In the midst of a public health crisis that is rapidly revealing itself to be a mental health crisis as well, we may need a new idea of the brain — and its limits — as a tool for organizing both medicine and self-understanding. There are clues in Cobb’s books about how to reckon with neuroscience and its limits. One comes courtesy of Sigmund Freud a century ago: “I know nothing that could be of less interest to me for the psychological understanding of anxiety than a knowledge of the path of the nerves along which its excitations pass.” Freud may not invite the sympathies of many of Cobb’s readers, and he was himself drawn to the “anatomical analogy” he so blithely disparaged, but the point sticks. If you’re anxious about anxiety, the brain will furnish only partial answers to where it comes from and how to address it in yourself or in others.
That is, if we are drawn to the brain to understand “who we are” or to help those in pain, it is crucial to reckon with the limits of our tools — and our metaphors. We might ask whether our idea of the brain is right not only in the sense of accuracy, but also in the sense of justice. This is not a call to let politics guide science, at least in the familiar sense. Rather it is a call to acknowledge one of the oldest and least understood lessons of the history of science: politics has been there all along, inside and outside the lab. Prioritizing one project over another, or deciding to see cognition as computing and not as feeling, are political choices. Sometimes, that means capital-P Politics: metaphors guide federal funding, as when the 2013 BRAIN Initiative put “brain mapping” front and center. More often, though, our choice of metaphors is political in a lower-case sense. Who listens to whom, how we publicize neuroscientific findings, and the level of public trust or enthusiasm in such work are all dependent upon our ruling conceptual metaphors and what they make possible.

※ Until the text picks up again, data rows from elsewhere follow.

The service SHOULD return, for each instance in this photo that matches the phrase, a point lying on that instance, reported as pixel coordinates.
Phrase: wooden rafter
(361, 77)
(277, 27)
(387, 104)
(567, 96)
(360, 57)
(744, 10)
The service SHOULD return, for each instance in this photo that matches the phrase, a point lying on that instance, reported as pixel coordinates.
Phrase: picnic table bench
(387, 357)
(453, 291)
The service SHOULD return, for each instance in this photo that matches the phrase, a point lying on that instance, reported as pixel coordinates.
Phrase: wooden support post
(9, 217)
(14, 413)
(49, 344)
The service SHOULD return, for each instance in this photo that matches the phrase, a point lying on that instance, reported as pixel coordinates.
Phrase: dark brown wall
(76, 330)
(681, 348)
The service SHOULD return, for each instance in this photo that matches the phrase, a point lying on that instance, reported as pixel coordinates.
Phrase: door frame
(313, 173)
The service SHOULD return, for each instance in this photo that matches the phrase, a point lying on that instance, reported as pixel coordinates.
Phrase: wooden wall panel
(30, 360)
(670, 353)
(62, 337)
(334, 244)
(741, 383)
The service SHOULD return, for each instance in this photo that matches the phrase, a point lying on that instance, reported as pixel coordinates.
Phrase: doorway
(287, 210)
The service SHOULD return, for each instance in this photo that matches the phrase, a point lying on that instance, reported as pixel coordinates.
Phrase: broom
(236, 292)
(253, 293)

Where does this leave us? What’s next? Having given us a first-rate history, Cobb can’t tell us what lies ahead. “We are simply doing the best we can, just as our forebears did,” he writes early on. Of all the next steps we might take, perhaps the hardest is in the other direction: a step back, to reflect not just on the metaphors we live by — drawn from computing, warfare, and gaming — but on what we live for and how we might live better. History is one way to step back, and Cobb’s is a great model. But where we go from there, deciding what and how to study, whether to dig deeper into the brain or pull up for air, is the sort of choice no machine can make (yet). For now, it’s on us.
Henry Cowles is a historian of science and medicine based at the University of Michigan. He is the author of The Scientific Method: An Evolution of Thinking from Darwin to Dewey, just out from Harvard University Press.